Ci è stato anche insegnato che esistono pochi modi per soddisfare questa nostra esigenza: o siamo già ricchi di famiglia, o dobbiamo lavorare sodo. Qualsiasi altra ipotesi è spesso archiviata come sospetta o non lecita.

La realtà è che spesso non sapremmo cosa fare se non dovessimo lavorare per soddisfare la nostra esigenza di denaro.
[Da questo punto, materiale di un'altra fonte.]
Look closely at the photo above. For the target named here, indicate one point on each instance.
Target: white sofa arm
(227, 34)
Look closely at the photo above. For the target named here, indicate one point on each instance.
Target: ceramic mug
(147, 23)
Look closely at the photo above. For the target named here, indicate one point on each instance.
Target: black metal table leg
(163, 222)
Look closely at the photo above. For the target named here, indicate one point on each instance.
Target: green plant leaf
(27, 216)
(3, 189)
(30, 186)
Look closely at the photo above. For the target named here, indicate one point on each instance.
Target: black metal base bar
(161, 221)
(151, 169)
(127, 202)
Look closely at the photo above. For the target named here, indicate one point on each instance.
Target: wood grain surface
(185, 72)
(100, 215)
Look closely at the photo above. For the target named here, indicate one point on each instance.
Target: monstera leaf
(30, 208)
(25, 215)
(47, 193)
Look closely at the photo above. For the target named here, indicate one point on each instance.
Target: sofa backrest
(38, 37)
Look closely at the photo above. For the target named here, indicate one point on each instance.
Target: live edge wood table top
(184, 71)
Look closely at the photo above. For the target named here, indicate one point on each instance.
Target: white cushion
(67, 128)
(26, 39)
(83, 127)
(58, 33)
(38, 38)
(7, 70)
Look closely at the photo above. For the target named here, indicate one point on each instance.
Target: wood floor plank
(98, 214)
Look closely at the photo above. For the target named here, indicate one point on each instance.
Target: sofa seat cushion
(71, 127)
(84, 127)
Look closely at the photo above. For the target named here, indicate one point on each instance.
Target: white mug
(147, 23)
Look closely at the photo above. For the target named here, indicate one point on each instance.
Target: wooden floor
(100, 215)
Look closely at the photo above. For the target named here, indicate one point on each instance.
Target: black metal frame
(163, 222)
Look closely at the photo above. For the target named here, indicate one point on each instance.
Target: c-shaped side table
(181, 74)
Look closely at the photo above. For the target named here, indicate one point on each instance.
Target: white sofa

Sì, certo, se ci venisse chiesto, avremmo un elenco interminabile di destinazioni da visitare e di cose che vorremmo fare, ma è altrettanto vero che sovente il lavoro è un alibi per non prendersi le libertà che potremmo avere (sì, non è un segreto: la libertà fa molta paura, perché non c’è nessuno che ci dica cosa fare).

Ecco: in questo blog dedicato alla libertà finanziaria e alle rendite automatiche, ritengo che questo sia un passo preliminare indispensabile. Altrimenti si tratterebbe solamente di ‘cambiare ruota’, ma rimanere dei criceti. Quali sono dunque le alternative? Presto ne parleremo. Nel frattempo, qualsiasi commento è bene accetto.

PS: quali sono gli altri tre rimpianti in punto di morte? Eccoli:

  • 3. Mi sarebbe piaciuto avere il coraggio di esprimere i miei sentimenti.
  • 4. Avrei voluto tenere i contatti on i miei amici.
  • 5. Mi sarebbe piaciuto permettere a me stesso di essere più felice.